Background and Importance Staff shortages challenges hospital nurses to maintain high-quality medicine management. To support nurses, pharmaceutical technical assistants (PTAs) have been introduced on hospital wards to dispense medication. However, evidence is lacking regarding the impact of PTAs on the quality of care and patient safety.

Aim and Objectives This study explored nurses’, PTAs’ and pharmacists’ experiences and perceptions regarding the implementation of PTAs to support medication dispensation on hospital wards.
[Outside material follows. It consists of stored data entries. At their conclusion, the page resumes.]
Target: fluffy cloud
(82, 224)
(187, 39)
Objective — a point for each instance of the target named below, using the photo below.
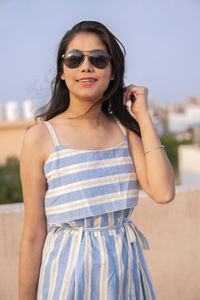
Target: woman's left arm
(154, 171)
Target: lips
(87, 81)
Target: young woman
(80, 170)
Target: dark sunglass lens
(73, 59)
(99, 59)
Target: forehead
(86, 41)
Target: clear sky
(162, 40)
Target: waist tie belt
(131, 232)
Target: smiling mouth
(87, 80)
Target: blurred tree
(10, 183)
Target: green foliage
(10, 184)
(171, 148)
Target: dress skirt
(90, 259)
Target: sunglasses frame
(88, 55)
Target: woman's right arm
(35, 227)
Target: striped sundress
(92, 251)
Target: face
(86, 82)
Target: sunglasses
(98, 58)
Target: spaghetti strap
(120, 125)
(52, 132)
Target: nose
(86, 66)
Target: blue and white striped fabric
(92, 250)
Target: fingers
(132, 91)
The process of implementation, role development, and impact on safety and quality of care were investigated to determine critical success factors and opportunities.

Material and Methods Semi-structured interviews with involved healthcare professionals were conducted (December 2022 to March 2023), audio recorded, and transcribed verbatim. Thematic analysis was performed.
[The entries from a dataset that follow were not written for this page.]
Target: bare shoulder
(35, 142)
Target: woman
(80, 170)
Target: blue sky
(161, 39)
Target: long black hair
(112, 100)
Results Twenty-eight interviews were conducted with nine nurses, seven head nurses, 10 PTAs and two pharmacists on internal, surgical and geriatric hospital wards. Three main themes emerged: patient safety and quality of care, organisation of care, and role development and collaboration. Implementation of PTAs on hospital wards was perceived to a lower risk of medication errors without compromising care quality. Successful implementation requires a clear role description of PTAs and uniform communication procedure to improve medication safety and care quality, hospital wards must be structurally allocated to the same PTAs, for them to become part of the team. Being part of the team is considered an important aspect to ensure an optimal cooperation between nurses and PTAs. Nurses indicated that collaboration with PTAs challenged them in their role of supervising care and co-working in the team, but it resulted also in reduced workload for pharmaceutical care tasks. PTAs perceived their implementation on hospital wards as a welcome expansion of their role.

Conclusion and Relevance All participants were convinced that implementation of PTAs on hospital wards had a positive effect on nurses’ workload, patient safety and quality of care. Organisational barriers mentioned were limited, yet, will help to further optimise processes and outcomes. In other European countries, PTAs are allowed to perform more tasks on hospital wards.

Critical success factors for the implementation include dedicated assignment of PTAs to hospital wards, clear role description and mutual expectations in the collaboration and communication between PTAs and nurses.

Conflict of Interest No conflict of interest.